Reflections from the Rev

September 21, 2018
On my way to work there are 4 playground/school zones. The speed limit in those areas are 30 kmh. Therefore, a short trip to the church actually takes me almost twice as long to make.  I think of the different areas in life where we are mandated to go slower.  It could be because of a surgery, age, sports commitments or the volume of work one has.  In those times we need to slow down and be aware of what we are doing; have our eyes on the road, so to speak.  For if we are not careful enough it could result in a ticket and demerit points.
I’m aware that there are rarely tickets and demerit points for those school zones in our lives.  But there are risks involved.  Should we choose to move too quickly we can miss what is around us. If we hasten back from an illness we can end up even more sick than we were before.  If we take on more and more the end result could be burnout and a carelessness about what we have going on. 
The life of a church has these speed zones as well.  As the institutional church goes through changes, it needs to do the due diligence of acknowledging where we are and how best to get to the next zone.  At Woodcliff United Church we are in a school zone right now.  We’re taking stock of who we are, what we have to offer and how we can best serve those inside and outside of the congregation.  This process may seem slow, but it’s necessary to avoid “fines”. 
What have we sped through? Where can we learn to slow down?
Rev. Eric

September 14, 2018
This week I started to go through the drawers and cabinets that are in my office at Woodcliff United Church. As I begin to settle in, I am wanting to try and make the office space feel a little more homey. In emptying some cabinets I have found some pretty neat items.

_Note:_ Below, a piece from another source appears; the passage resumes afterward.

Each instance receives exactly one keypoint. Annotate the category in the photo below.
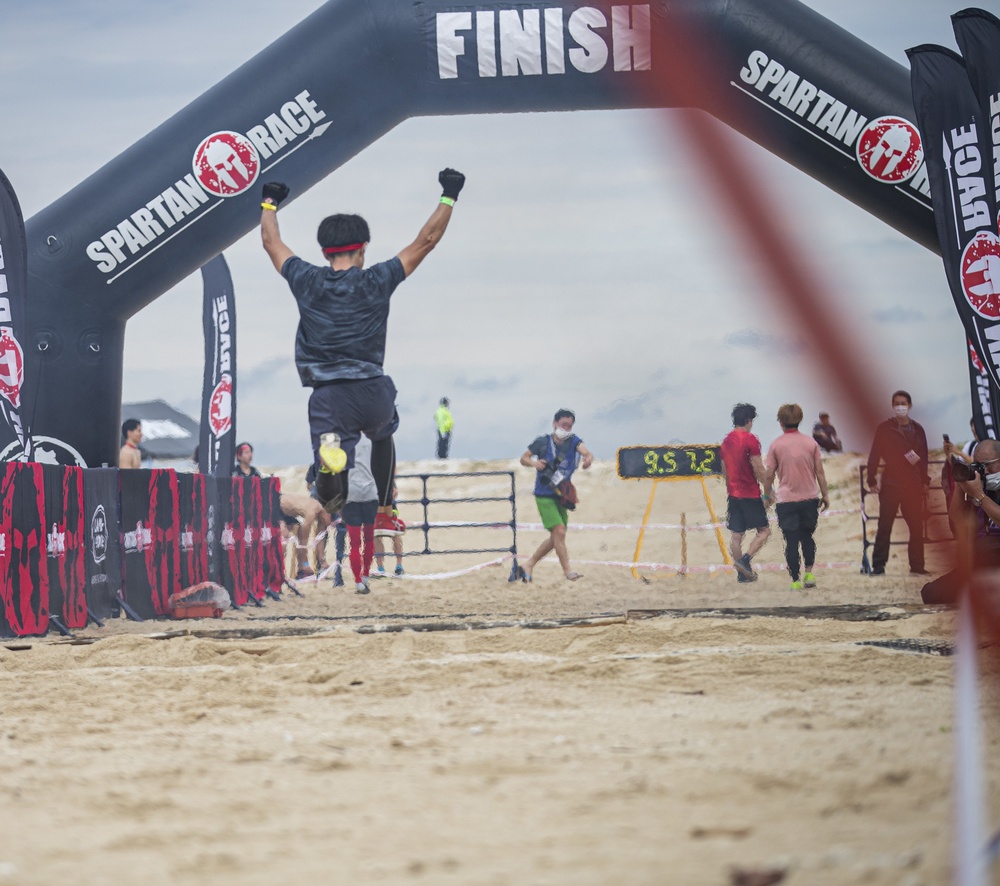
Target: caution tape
(605, 527)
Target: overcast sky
(585, 266)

I have found a pre-modern expresso machine, a doomsday amount of candles, and a marriage prep course from the 1970’s. It is safe to say that perhaps only one of those belongs in my office…

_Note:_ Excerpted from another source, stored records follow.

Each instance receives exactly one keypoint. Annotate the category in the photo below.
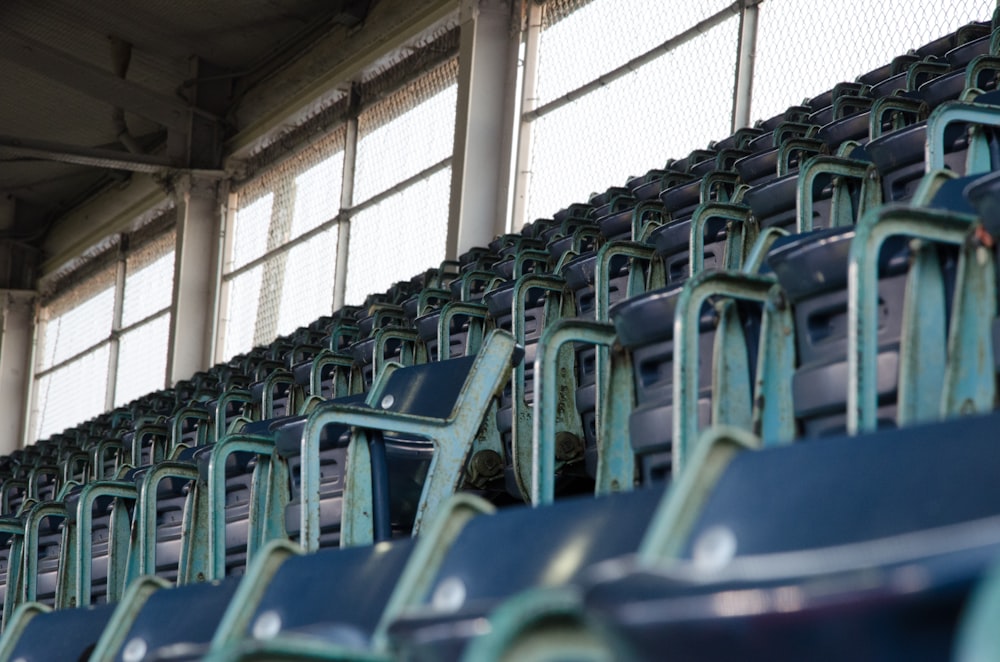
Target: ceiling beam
(96, 157)
(93, 81)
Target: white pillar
(480, 167)
(196, 275)
(17, 312)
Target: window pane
(407, 133)
(142, 360)
(78, 319)
(804, 48)
(317, 194)
(635, 123)
(605, 34)
(149, 280)
(72, 394)
(250, 229)
(398, 238)
(241, 315)
(307, 291)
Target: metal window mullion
(225, 282)
(346, 200)
(116, 322)
(529, 98)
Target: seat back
(838, 491)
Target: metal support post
(199, 227)
(745, 55)
(478, 167)
(17, 309)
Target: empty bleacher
(741, 406)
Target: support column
(196, 275)
(480, 166)
(529, 99)
(745, 55)
(17, 312)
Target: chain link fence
(596, 136)
(398, 238)
(403, 184)
(805, 48)
(78, 331)
(146, 305)
(281, 263)
(622, 87)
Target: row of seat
(770, 283)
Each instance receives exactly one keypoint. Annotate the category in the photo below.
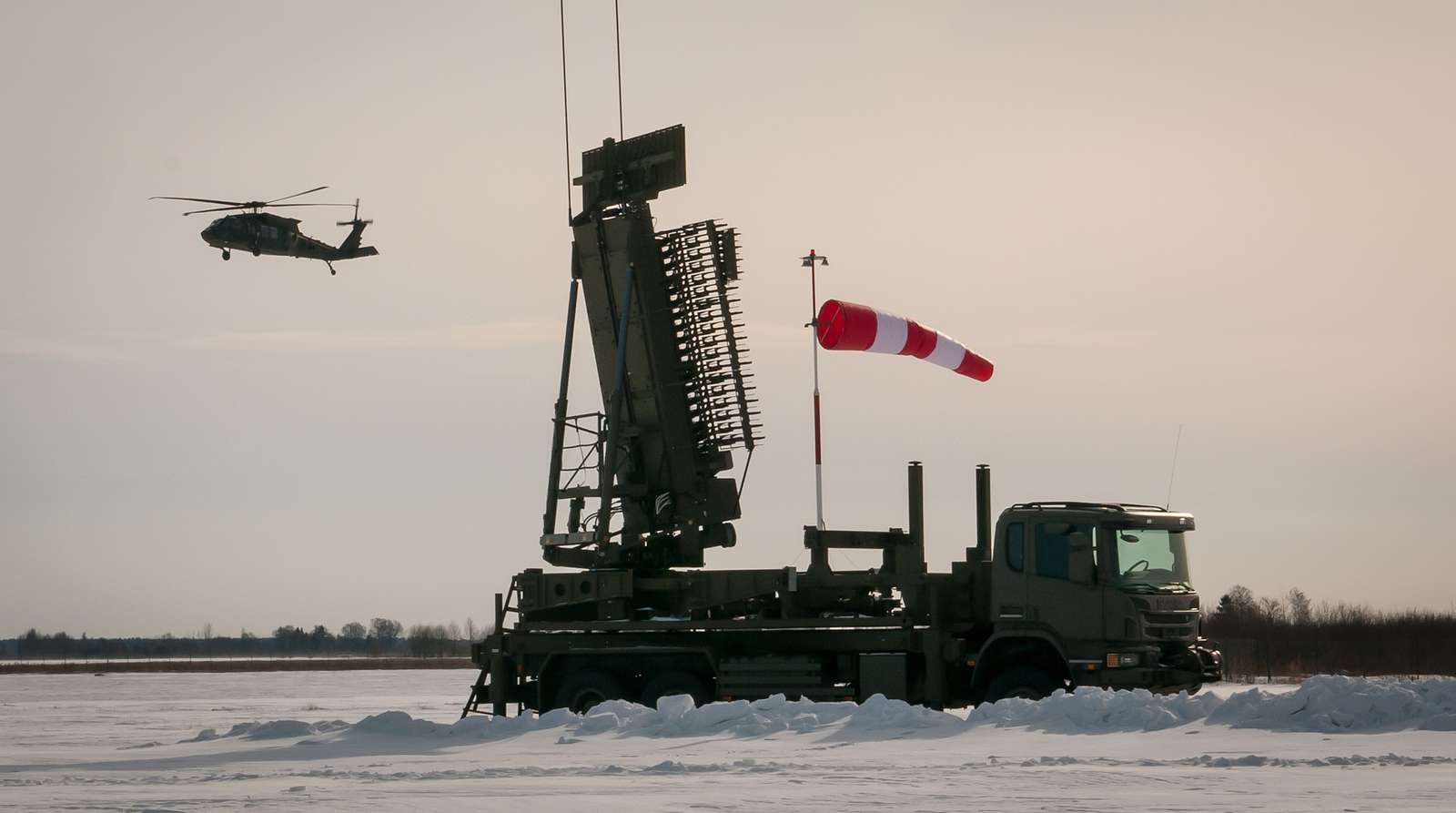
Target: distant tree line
(380, 637)
(1290, 637)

Despite the diversity items I am excavating from the desk drawers, I am feeling a little like an archaeologist. As I go through my office there are items here that a couple of decades ago would have been the highlight of any office. There are resources that were top of the line back in the 1970’s. One of the more interesting pieces I found was a plasticized copy of the order of service from the inaugural service of the United Church of Canada in 1925. A beautiful service of unity, but with language and a purpose that is foreign to today. As we clean out offices or homes, we have a sense of nostalgia and discovery as we find the items of our youth. There is a great sense of joy and familiarity as we itemize those hallowed spaces. However, nostalgia does not always mean it is great for the present. (Bell bottom jeans, anyone?)

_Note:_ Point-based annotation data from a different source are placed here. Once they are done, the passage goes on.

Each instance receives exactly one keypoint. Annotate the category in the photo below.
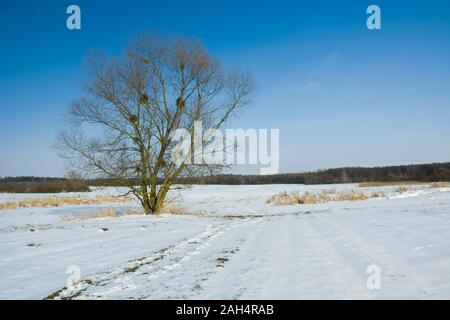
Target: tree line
(421, 173)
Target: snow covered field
(234, 246)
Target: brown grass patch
(402, 189)
(389, 183)
(324, 196)
(179, 210)
(102, 213)
(56, 201)
(437, 185)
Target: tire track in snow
(122, 280)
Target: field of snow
(233, 246)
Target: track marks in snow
(160, 275)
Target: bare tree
(133, 106)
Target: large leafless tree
(122, 128)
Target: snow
(242, 248)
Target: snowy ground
(242, 248)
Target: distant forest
(421, 173)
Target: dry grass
(389, 183)
(179, 210)
(56, 201)
(293, 198)
(102, 213)
(437, 185)
(402, 189)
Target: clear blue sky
(340, 94)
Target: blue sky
(340, 94)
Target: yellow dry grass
(56, 201)
(402, 189)
(179, 210)
(440, 185)
(102, 213)
(389, 183)
(292, 198)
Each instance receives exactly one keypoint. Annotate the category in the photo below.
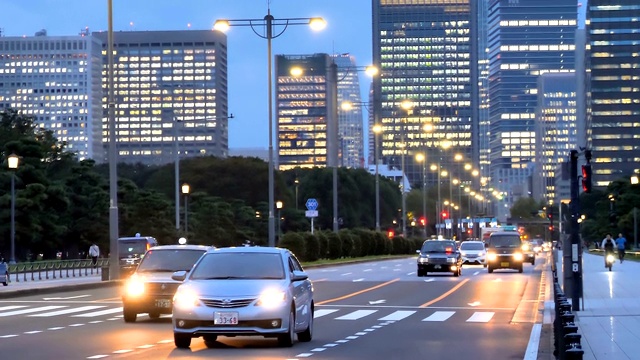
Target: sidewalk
(609, 316)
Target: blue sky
(348, 31)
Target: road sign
(311, 204)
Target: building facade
(56, 80)
(427, 56)
(526, 38)
(614, 88)
(170, 88)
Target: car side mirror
(179, 275)
(299, 276)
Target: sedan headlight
(271, 298)
(134, 286)
(185, 299)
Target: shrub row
(347, 243)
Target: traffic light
(586, 178)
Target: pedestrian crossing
(338, 314)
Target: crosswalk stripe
(397, 315)
(439, 316)
(100, 313)
(31, 310)
(67, 311)
(481, 316)
(322, 312)
(356, 315)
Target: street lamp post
(13, 161)
(269, 22)
(185, 191)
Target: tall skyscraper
(614, 94)
(170, 86)
(526, 38)
(426, 52)
(56, 81)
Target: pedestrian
(621, 243)
(94, 252)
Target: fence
(45, 270)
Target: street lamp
(279, 207)
(268, 23)
(185, 191)
(423, 159)
(377, 129)
(13, 161)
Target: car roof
(181, 247)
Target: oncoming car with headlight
(504, 251)
(150, 288)
(244, 291)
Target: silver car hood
(232, 288)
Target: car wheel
(128, 314)
(210, 340)
(286, 340)
(182, 341)
(307, 335)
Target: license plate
(225, 318)
(163, 303)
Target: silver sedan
(244, 291)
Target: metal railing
(56, 269)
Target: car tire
(182, 341)
(210, 340)
(128, 314)
(307, 334)
(286, 340)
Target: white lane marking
(534, 342)
(322, 312)
(100, 313)
(356, 315)
(67, 311)
(30, 310)
(439, 316)
(397, 315)
(481, 316)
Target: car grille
(227, 303)
(162, 288)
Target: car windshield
(239, 265)
(438, 246)
(169, 260)
(506, 241)
(471, 246)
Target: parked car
(242, 291)
(504, 251)
(150, 288)
(473, 252)
(439, 256)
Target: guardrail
(45, 270)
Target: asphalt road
(378, 310)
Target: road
(378, 310)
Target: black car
(439, 256)
(504, 251)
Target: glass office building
(426, 53)
(170, 87)
(56, 81)
(613, 60)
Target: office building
(169, 87)
(613, 61)
(56, 81)
(526, 38)
(427, 55)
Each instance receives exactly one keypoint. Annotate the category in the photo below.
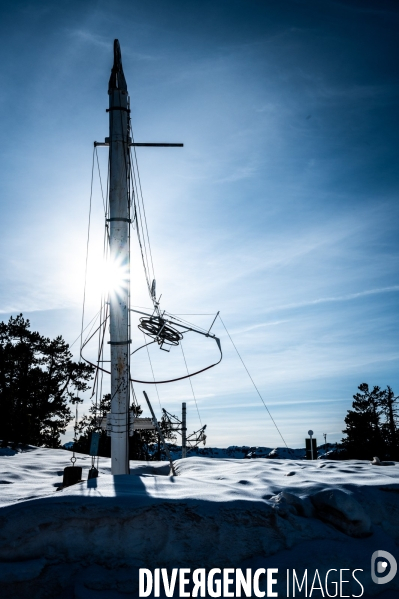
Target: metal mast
(119, 221)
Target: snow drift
(91, 538)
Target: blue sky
(281, 211)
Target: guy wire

As a Church and as individuals we are constantly taking stock of what is hidden away in secret rooms, bottom desk drawers or displayed prominently. It is a good practice to remember where items have come from but also to recognize that they are from a specific time and place. The author of Ecclesiastes, a book in the Hebrew Bible, knew this, and he wrote the following : “For every thing there is a season, and a time to every purpose under the heavens…”

What’s in your desk drawer? What is its purpose as we inch close to 2019?